Frunzo el ceño ante sus palabras y es entonces cuando me paro a ver su indumentaria. Lleva los rizos recogidos hacia atrás con una especie de cinta, una camiseta de tirantes bajo una chaqueta deportiva, unos pantalones que conjuntan con la chaqueta y lo que supongo que es una mochila de deporte, colgada de su brazo. Está claro que va a ser muy difícil hacerle cambiar de opinión cuando ya está listo para salir, aunque haré todo lo que pueda para evitar moverme de la cama.

Me doy media vuelta, dándole la espalda y acurrucándome sin pensarlo a Niall. Odio ser tan cabezona, de verdad que a veces lo odio, pero ya que lo soy, no me voy a rendir con facilidad. Y acurrucarse mientras está completamente dormido y no se entera, no es rendirse. Sonrío orgullosa ante mi propio razonamiento, aunque tanto la sonrisa como el orgullo se desvanecen al recordar lo que le dije anoche...y su respuesta. De verdad que espero que no se acuerde, o que al menos, no me lo recuerde.

 

--¿Por qué tendría que ir contigo al gimnasio a las...?-pregunto en voz baja, dirigiéndome a Harry aunque no le esté mirando. Niall murmura algo, más dormido que despierto, ante las voces que deben de estar perturbando su sueño y de inmediato me rodea con un brazo, pegándome más a él-¿Qué hora es?

--Las siete.

 

Reprimo las ganas de bufar exageradamente al escuchar esa respuesta. Frunzo el ceño mientras me apego más al rubio, quien corresponde todavía dormido como un tronco.

 

--Harry...-murmuro.

--¿Si?-aunque no le vea, sé que se mantiene sonriendo, ilusionado con la idea de que realmente me vaya a ir con él a algún sitio a estas horas. Con el sueño que tengo encima, no me siento culpable cuando le respondo sin dudar

--Vete a la mierda.

--Vamos...-ahora su voz suena más bien como la de alguien que está haciendo un puchero-No quiero ir solito...

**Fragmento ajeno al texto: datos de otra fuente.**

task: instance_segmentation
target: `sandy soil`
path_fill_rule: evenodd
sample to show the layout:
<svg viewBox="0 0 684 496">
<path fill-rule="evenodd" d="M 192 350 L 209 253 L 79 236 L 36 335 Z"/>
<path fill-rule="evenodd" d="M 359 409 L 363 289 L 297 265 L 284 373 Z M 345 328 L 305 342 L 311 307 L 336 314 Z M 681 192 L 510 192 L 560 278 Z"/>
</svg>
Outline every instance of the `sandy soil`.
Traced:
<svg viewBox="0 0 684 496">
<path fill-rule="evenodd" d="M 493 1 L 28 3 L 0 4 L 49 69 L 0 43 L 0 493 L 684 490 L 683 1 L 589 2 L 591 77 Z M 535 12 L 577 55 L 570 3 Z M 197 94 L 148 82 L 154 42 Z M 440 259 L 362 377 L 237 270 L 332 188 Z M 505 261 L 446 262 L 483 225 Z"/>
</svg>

--¿Por qué no vas con quien suelas ir?-pregunto sin moverme ni un centímetro de mi posición. 

 

Me acojono un poco (mucho [bastante]) cuando veo cómo Niall sonríe, como si estuviera contento de que no quiera irme con Harry al gimnasio, de que no quiera irme de su lado. Afortunadamente, la sonrisa desaparece segundos después, antes de que deje salir una respiración profunda que no llega al ronquido. Sigue dormido.

 

--Porque Liam está durmiendo y tiene a Alejandra encima. No la quiero despertar a la pobre chica...

--Y claro, es mejor despertarme a mí.

--Estás un poco tirante con Niall-baja la voz un poco más al pronunciar su nombre, como si el aludido fuera a despertarse al escucharlo-A lo mejor así te liberas un poco...y de paso acompañas a tu pobre y triste amigo que de otra manera tendría que ir solo...a estas horas...abandonado...sin nadie que le haga compañía...a la merced de los bandidos...

--¿Qué bandidos va a haber a estas horas? Si están todos durmiendo...

--Anda Ane...por fa, por fa, por fa... No te pido nunca nada más, te lo prometo.

 

Y mentiría si dijera que su tono de voz y sus palabras infantiles, iguales a las de cualquier niño que le pide algo a su madre (o a su hermana) que realmente desea, no me han hecho sonreír como tonta. Incluso han borrado parte de la molestia de haberme despertado.

 

--No me vas a dejar en paz hasta que ceda, ¿verdad?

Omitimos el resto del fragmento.